JS-24.4
Human Worth: The Social Logic of Valuation in the History of Slavery and Beyond

Tuesday, 17 July 2018: 11:15
Location: 801B (MTCC SOUTH BUILDING)
Oral Presentation
David STRECKER, University of Frankfurt, Germany
Economic sociology has opposed mainstream economics by highlighting the social preconditions of economic transactions. Far from being confined to analyzing how factors like personal interactions, traditions, institutions etc. influence the value formation of economic goods, this research has drawn attention to how social phenomena are commodified in the first place. The focus on understanding contemporary markets and the marketization of contemporary society, however, e.g. of death and of sex, has led to a concentration on legal markets. In order to better understand illegal markets and, moreover, to overcome the focus on markets which perpetuates the dichotomy between the social and the economic (by simply looking at their interrelations instead of questioning how such a separation became imagineable and was able to take institutional form at all), this paper presents a historical analysis of a good which has become excluded from formal market transaction: the human being.

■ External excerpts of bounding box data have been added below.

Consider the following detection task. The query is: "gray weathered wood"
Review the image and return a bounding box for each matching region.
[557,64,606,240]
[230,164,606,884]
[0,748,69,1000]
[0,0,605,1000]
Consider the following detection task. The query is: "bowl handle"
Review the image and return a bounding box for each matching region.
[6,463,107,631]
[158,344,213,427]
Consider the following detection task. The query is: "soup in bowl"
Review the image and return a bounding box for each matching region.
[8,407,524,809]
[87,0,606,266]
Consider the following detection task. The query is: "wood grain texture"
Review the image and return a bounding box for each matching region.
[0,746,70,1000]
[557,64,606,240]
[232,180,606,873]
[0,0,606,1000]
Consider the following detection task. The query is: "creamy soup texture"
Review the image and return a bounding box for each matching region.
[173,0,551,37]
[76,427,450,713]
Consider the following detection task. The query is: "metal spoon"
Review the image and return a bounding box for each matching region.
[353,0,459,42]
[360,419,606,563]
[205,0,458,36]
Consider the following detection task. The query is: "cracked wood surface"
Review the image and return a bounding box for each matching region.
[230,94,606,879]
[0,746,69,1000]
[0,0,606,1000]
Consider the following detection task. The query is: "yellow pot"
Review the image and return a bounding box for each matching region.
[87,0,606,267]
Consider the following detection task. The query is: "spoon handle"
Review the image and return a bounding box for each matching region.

For most of human history, conceiving of (some) humans only in terms of instrumental value (usually economic utility, often marketability) presented no conceptual problems to societies. Slavery dates back to early civilizations and only began to be challenged broadly in the late 18th century. An analysis of four different historical constellations shows that slavery rests on an underlying logic of status assignment (belonging to a specific type of ethical community); the respective processes of social valuation allow for humans to be understood only in terms of economic value. Sketching the cultural and institutional structures of status assignment in ancient Greece, at the beginning of transatlatic slavery (the Valladolid debate), during abolition and for contemporary world society, this analysis lends insight into the relation of the social and the economic as well as the functioning of illegal markets in general and specifically the persistance of slavery and the value of body capital today.